His poems were written in the old Ionic dialect. Fragments in Bergk, Poetae Lyrici Graeci; Liebel, Archilochi Reliquiae (1818); A. Hauvette-Besnault, Archiloque, sa vie et ses poésies (1905).
ARCHIMANDRITE (from Gr. ἄρχων, a ruler, and μάνδρα, a fold or monastery), a title in the Greek Church applied to a superior abbot, who has the supervision of several abbots and monasteries, or to the abbot of some specially great and important monastery, the title for an ordinary abbot being hegumenos. The title occurs for the first time in a letter to Epiphanius, prefixed to his Panarium (c. 375), but the Lausiac History of Palladius may be evidence that it was in common use in the 4th century as applied to Pachomius (q.v.). In Russia the bishops are commonly selected from the archimandrites.
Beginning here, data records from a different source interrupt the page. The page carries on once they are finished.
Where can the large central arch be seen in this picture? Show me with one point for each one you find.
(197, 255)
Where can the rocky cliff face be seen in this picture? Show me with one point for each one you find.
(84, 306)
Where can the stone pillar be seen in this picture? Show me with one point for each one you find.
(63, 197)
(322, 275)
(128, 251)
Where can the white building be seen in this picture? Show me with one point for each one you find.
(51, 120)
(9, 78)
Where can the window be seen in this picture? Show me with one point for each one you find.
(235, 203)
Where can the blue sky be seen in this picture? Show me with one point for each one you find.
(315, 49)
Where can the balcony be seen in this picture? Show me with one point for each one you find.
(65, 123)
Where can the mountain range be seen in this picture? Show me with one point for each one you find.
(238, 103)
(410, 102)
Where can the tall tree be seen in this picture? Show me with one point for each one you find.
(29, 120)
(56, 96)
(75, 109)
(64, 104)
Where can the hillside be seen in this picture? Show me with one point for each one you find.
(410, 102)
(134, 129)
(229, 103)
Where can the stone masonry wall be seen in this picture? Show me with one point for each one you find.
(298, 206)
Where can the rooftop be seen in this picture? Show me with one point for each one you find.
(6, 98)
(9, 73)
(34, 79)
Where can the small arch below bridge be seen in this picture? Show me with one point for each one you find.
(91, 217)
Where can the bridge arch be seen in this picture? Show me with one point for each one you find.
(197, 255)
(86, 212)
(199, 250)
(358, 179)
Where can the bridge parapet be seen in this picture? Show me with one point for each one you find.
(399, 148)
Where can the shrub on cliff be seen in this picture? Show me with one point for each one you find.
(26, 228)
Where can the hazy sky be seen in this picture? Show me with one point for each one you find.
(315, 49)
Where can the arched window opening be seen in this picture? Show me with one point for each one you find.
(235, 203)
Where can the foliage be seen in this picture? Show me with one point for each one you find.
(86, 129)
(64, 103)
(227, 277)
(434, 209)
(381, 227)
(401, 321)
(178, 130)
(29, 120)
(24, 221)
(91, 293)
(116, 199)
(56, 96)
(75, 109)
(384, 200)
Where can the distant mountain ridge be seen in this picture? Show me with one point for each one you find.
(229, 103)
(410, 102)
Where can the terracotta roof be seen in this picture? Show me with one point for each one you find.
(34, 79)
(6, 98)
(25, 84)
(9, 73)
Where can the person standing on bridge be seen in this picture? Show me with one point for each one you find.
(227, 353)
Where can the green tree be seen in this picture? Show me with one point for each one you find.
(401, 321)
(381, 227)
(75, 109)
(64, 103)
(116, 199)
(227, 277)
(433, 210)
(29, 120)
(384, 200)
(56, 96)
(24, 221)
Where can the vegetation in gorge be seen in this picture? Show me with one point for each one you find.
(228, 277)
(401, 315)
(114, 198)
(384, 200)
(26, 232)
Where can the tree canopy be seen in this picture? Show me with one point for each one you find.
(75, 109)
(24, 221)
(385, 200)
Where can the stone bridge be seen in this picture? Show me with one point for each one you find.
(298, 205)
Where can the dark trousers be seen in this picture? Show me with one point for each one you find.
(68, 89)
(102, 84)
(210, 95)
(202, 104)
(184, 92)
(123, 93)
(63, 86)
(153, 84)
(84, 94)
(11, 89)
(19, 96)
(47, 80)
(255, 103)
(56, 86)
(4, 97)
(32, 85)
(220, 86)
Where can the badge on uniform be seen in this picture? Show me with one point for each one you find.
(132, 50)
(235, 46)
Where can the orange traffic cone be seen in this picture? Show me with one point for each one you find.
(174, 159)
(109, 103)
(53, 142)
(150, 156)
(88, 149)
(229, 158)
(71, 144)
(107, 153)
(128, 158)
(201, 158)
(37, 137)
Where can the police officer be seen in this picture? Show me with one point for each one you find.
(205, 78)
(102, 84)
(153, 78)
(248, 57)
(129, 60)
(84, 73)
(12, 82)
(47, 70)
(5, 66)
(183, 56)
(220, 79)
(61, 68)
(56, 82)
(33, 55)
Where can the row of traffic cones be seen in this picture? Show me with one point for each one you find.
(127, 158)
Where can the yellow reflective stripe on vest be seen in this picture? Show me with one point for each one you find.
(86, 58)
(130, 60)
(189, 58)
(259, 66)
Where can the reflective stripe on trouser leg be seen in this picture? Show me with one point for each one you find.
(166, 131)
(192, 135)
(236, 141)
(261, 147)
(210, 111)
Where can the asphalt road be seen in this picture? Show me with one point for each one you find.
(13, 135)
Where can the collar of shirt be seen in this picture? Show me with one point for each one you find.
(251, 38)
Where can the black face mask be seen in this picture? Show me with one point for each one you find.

The word occurs in the Regula Columbani (c. 7), and du Cange gives a few other cases of its use in Latin documents, but it never came into vogue in the West. Owing to intercourse with Greek and Slavonic Christianity, the title is sometimes to be met with in southern Italy and Sicily, and in Hungary and Poland.
See the article in the Dictionnaire d’archéologie chrétienne et de liturgie.